To do so is akin to lying back-down on a floor, grabbing a rope in front of you that’s tethered to a base, holding it at your chest, pulling yourself up into a sitting position, and then saying you just did a sit-up.
You won’t fall if you train correctly and believe a little more in yourself.
Retro walking on a treadmill while holding on is an exercise (no pun intended) in futility.
People I see walking backwards on a treadmill are almost always in their 20s and 30s. The vast majority are women.
Can you retro walk across your living room?
If yes, then you can walk backwards on a treadmill without holding on.
Why do you retro walk on a treadmill?
Is it because you heard that it can lessen pre-existing knee pain? Did you read somewhere that walking backwards stimulates muscles that going forward misses?
Whatever your reason, holding on will defeat the purpose and encourage bad posture.
If you want to improve your posture, retro walking on a treadmill sans holding on will do wonders at improving your spinal posture!
You will be forced into perfect posture by keeping your hands off the rails. This beats walking around with a book on your head any day.
The minute you place your hands on the rails, there’s no longer a need to keep the spine erect and shoulders square.
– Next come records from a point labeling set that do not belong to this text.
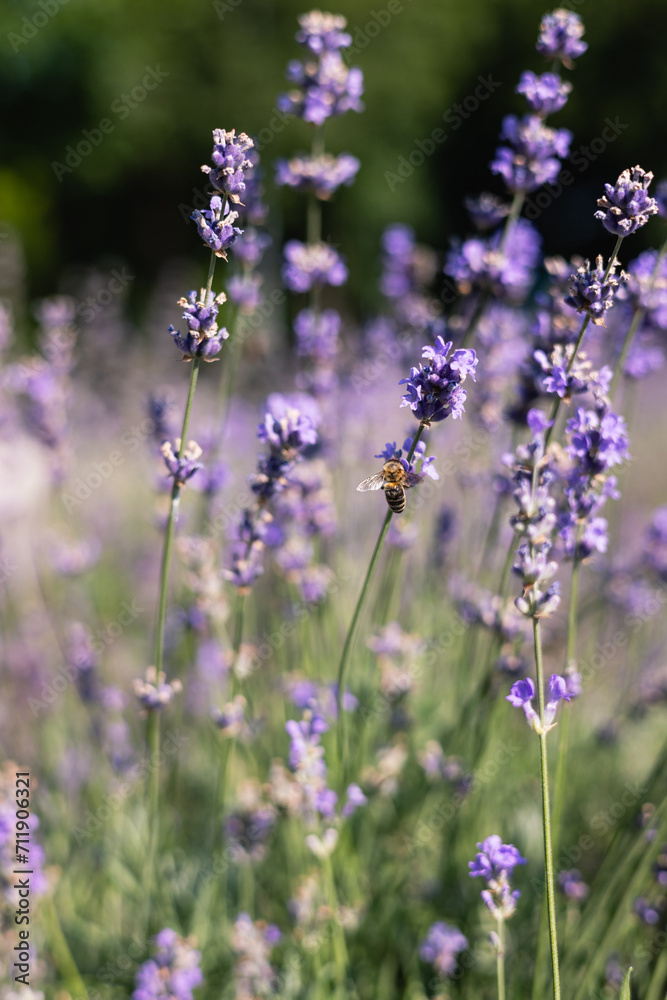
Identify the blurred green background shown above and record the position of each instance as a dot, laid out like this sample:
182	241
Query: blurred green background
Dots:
65	66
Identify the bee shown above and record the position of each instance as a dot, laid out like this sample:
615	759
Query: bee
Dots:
394	480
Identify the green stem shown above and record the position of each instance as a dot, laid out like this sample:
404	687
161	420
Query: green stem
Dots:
339	946
483	300
344	663
546	818
500	959
238	637
153	743
634	325
209	276
169	533
585	322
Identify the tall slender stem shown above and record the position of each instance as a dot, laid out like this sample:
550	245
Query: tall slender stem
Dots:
585	322
169	533
485	296
500	959
546	816
347	647
339	946
637	320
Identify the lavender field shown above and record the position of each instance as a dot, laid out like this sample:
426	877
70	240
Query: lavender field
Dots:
333	636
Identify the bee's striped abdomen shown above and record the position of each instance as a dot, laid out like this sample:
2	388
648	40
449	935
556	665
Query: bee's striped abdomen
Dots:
395	498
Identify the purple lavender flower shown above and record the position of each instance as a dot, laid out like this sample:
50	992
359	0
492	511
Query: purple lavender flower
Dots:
306	758
321	32
419	464
322	175
317	334
173	972
230	164
82	654
626	205
324	87
217	233
248	542
591	292
661	198
245	292
545	94
533	155
644	358
230	719
441	946
308	264
434	390
251	248
598	440
495	860
567	377
480	263
203	339
181	469
522	693
647	287
155	692
560	37
286	430
495	863
355	799
252	943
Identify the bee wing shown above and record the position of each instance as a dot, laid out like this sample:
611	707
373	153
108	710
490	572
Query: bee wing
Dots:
373	483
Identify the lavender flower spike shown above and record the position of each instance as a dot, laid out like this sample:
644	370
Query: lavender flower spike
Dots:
229	163
522	693
184	467
155	692
560	37
495	863
217	233
203	338
441	946
172	973
626	205
434	390
591	293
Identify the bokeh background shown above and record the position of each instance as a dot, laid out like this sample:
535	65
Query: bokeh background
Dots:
225	64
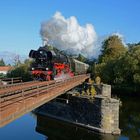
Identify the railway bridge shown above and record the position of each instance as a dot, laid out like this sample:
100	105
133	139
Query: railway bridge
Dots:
19	99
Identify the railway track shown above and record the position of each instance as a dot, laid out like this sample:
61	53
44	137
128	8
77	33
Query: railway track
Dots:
20	99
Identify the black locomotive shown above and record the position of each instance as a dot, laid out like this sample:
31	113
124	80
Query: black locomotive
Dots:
50	63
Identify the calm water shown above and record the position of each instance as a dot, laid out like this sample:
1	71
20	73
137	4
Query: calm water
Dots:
30	128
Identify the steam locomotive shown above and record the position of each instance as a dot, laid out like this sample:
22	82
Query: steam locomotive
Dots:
50	63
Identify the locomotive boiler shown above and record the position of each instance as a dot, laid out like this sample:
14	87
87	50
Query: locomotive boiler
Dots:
49	63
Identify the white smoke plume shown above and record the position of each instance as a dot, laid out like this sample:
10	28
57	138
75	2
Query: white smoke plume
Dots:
68	35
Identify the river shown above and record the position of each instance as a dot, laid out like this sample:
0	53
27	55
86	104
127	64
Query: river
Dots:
28	127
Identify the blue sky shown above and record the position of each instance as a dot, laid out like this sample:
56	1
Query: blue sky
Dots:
20	20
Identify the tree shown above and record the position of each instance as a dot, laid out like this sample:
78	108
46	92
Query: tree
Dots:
112	51
112	48
81	58
2	63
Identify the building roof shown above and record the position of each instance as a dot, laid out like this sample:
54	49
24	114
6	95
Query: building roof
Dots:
5	68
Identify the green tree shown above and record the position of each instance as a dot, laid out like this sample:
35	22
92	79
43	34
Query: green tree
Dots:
112	48
81	58
2	63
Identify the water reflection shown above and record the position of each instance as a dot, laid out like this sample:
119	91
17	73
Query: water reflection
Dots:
130	118
56	130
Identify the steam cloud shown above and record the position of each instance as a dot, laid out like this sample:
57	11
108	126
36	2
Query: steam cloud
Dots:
68	35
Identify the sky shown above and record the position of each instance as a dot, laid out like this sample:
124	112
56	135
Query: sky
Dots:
20	20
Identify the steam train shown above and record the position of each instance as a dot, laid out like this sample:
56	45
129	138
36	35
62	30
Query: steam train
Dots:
50	63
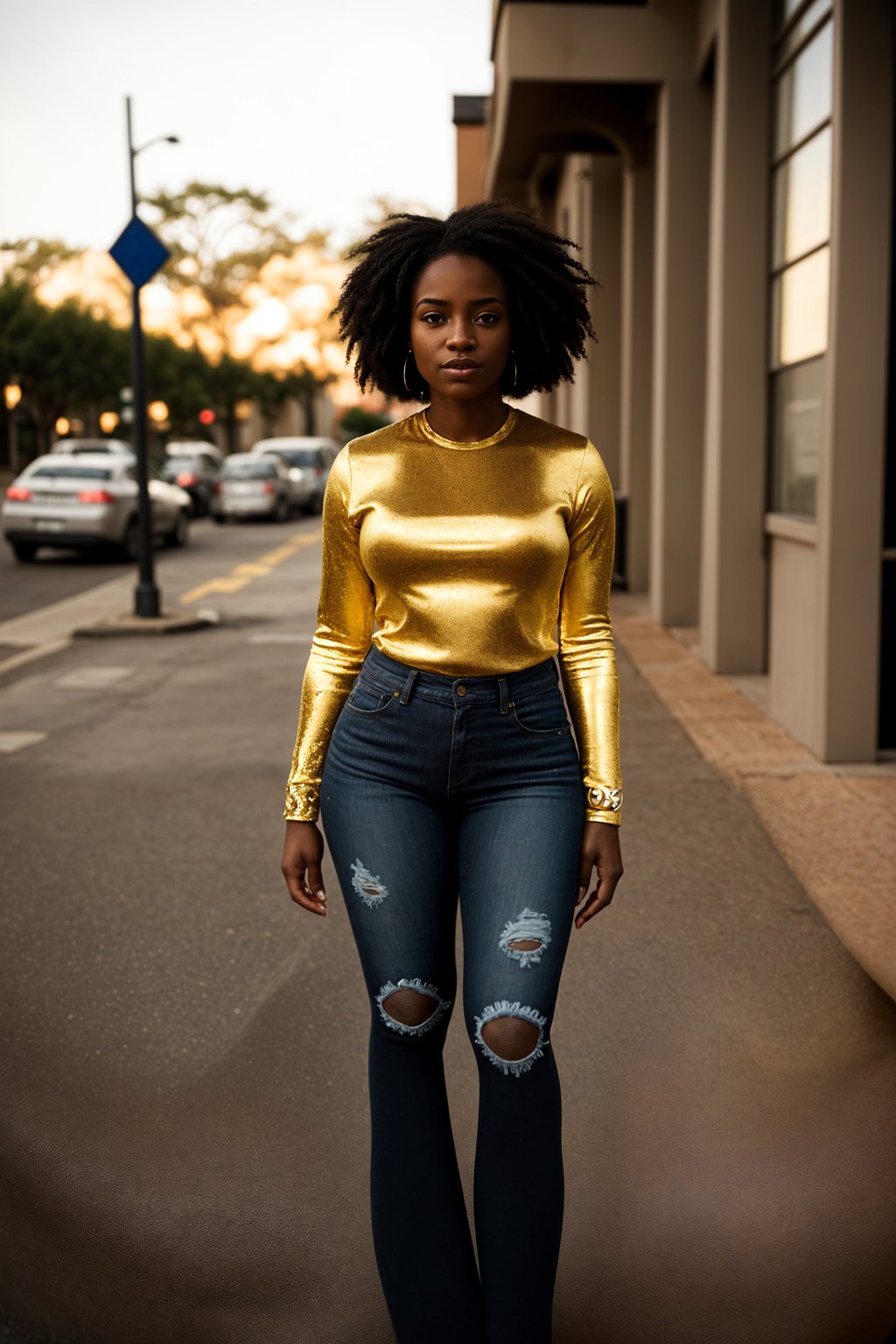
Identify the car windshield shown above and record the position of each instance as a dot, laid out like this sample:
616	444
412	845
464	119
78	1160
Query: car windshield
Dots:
254	469
298	456
80	473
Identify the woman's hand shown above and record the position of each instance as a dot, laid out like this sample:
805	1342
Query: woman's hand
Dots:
301	865
601	851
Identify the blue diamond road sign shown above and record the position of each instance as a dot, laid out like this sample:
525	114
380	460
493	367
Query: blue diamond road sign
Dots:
138	252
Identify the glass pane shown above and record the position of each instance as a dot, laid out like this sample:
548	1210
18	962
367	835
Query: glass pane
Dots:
800	310
802	200
805	90
806	22
795	437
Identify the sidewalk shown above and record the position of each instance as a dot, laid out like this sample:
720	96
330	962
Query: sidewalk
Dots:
835	825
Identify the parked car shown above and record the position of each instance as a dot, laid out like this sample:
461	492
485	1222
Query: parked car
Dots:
75	446
196	473
88	500
253	486
308	458
190	446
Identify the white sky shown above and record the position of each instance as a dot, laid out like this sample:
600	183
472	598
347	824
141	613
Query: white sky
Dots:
323	105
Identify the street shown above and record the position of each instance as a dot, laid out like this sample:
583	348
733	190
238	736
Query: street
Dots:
185	1128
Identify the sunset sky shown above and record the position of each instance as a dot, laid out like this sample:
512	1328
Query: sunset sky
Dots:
323	107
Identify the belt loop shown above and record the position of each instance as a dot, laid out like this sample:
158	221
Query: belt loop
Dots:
406	694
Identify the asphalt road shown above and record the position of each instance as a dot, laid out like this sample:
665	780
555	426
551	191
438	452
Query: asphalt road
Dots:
55	576
183	1138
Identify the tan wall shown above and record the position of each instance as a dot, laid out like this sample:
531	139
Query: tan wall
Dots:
471	164
732	573
679	350
635	368
835	711
794	632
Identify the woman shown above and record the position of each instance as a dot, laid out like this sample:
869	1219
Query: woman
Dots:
441	754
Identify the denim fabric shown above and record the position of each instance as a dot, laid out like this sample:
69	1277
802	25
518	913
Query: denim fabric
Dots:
438	788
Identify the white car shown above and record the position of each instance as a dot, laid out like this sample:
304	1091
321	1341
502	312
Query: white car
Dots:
309	460
88	500
75	446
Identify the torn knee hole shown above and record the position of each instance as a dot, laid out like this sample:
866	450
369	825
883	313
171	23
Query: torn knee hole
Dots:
511	1035
411	1005
511	1038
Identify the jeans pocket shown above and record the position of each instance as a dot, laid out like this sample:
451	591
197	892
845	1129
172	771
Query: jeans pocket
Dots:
366	697
540	715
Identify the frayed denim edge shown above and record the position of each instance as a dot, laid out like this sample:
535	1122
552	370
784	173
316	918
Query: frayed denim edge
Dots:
422	988
502	1008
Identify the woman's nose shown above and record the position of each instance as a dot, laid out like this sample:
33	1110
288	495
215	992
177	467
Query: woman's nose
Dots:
459	338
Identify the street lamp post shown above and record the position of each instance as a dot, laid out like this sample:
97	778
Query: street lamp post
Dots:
147	593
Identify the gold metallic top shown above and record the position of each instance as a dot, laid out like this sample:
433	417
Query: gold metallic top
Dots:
466	556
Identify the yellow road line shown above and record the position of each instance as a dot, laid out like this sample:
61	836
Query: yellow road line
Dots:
248	570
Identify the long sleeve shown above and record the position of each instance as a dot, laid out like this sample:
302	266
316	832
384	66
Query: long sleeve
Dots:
586	649
341	640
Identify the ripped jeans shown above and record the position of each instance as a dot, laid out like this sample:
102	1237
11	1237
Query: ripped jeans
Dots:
438	789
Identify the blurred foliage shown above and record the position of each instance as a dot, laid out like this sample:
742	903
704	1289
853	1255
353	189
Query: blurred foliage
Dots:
32	260
70	363
356	421
220	241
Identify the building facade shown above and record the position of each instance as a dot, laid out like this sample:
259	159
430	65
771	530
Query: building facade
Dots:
727	168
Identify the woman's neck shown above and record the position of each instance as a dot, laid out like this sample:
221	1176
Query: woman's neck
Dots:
468	421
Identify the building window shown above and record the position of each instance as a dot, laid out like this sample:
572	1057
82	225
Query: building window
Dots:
801	188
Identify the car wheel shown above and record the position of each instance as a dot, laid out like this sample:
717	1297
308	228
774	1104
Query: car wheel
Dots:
130	541
178	534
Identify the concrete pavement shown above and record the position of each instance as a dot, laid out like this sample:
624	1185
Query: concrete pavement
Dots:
185	1133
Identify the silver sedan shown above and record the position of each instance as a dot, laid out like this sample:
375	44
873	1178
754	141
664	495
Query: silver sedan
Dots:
253	486
88	500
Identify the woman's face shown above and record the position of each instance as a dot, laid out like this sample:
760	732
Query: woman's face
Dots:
459	327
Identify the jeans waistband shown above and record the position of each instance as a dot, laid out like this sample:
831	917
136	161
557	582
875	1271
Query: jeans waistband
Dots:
391	675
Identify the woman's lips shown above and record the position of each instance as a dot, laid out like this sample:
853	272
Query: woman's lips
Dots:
461	370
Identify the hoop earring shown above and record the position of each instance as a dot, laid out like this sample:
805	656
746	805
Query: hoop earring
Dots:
407	386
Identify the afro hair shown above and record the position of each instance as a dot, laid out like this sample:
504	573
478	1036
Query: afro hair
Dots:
547	286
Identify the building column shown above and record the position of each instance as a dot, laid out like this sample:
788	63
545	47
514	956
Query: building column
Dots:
732	573
635	348
855	428
684	115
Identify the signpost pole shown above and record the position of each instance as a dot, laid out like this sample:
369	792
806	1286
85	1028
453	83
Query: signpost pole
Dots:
145	594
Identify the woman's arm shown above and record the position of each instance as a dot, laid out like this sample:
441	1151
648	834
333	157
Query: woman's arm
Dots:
341	640
589	668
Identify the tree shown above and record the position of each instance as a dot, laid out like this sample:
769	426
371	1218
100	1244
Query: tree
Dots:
220	241
356	421
30	260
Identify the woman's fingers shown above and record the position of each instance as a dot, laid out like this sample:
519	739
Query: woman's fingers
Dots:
301	865
601	851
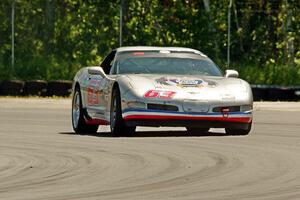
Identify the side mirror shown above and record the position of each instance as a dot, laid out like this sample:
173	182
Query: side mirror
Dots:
95	70
231	73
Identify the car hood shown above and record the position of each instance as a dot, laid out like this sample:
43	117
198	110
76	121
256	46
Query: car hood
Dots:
191	87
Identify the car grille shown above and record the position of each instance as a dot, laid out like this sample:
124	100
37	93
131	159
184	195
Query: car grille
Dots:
231	109
153	106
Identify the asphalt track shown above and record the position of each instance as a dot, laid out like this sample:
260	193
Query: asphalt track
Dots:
40	158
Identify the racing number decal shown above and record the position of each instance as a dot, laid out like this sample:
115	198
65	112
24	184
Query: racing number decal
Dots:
159	94
93	92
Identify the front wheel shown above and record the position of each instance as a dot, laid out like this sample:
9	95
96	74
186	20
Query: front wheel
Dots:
78	121
117	124
230	131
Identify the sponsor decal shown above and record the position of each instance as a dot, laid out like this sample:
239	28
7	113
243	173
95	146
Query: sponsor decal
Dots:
93	94
185	82
159	94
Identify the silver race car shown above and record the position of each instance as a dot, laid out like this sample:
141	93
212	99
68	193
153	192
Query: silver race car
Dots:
160	86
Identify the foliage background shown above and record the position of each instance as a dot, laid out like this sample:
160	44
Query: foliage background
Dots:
54	38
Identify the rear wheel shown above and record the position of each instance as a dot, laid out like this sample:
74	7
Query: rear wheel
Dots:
117	124
194	130
78	121
246	131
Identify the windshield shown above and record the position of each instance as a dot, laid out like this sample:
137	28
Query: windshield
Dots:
159	63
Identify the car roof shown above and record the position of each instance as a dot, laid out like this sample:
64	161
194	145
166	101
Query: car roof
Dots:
153	48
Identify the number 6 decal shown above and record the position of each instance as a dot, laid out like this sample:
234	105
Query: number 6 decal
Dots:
93	93
159	94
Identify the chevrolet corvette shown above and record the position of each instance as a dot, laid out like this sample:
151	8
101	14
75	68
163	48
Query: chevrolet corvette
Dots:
160	86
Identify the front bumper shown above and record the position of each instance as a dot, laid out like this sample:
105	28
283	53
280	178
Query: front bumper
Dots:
146	117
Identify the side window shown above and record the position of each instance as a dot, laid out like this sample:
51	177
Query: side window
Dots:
107	62
113	70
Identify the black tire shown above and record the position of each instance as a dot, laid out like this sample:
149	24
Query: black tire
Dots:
195	130
117	124
79	125
246	131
Want to improve your balance? Let go. You can’t improve balance (be it in martial arts, dance, yoga or whatever) by holding onto something, though some people initially must hold on to a support.
But even then, in the case of martial arts, ice skating, etc., the goal is to perform the activity without clinging to anything.
This should be the case with retro walking on a treadmill.
To get the full benefits, to engage your entire body, to really tap into the core and strengthen these muscles, and to improve coordination and balance, you must walk with your hands free.
Set the speed at 1 mph and give it a try.
Grasping the rails while your feet get moved on a 4 mph tread is worthless.
Retro walking with your hands free will strengthen the ankles, too. Using the rails will block this effect.
- Start slowly.
- As you acclimate, increase speed a little.
- Keep your eyes fixed on a point that stabilizes you.
- If you must keep your eyes on your feet at first, then do so. Gradually move them out more as you acclimate.
“Some treadmill companies manufacture a rail that can be placed over the treadmill for stabilization while walking backwards,” notes Dr. Charles J. Pelitera, assistant professor of kinesiology and coordinator of the Health/Wellness Program at Canisius College, NY.
He adds that “there is more benefit to not holding onto a rail while walking backwards, but there is a proprioceptive learning curve in regards to being confident enough to not hold on.”
The learning curve is psychological. A former client of mine was a 65-year-old, 220-pound woman with arthritis in her knees.
I had her retro walking on the first session — without holding on. She had a bear of a personality, so it’s not surprising she showed no fear and adapted quickly.
“Once mastered, retro-walking can be a great method of cross training,” says Dr. Pelitera.
Retro walking on a treadmill produces a number of benefits, but only if you do not hold on.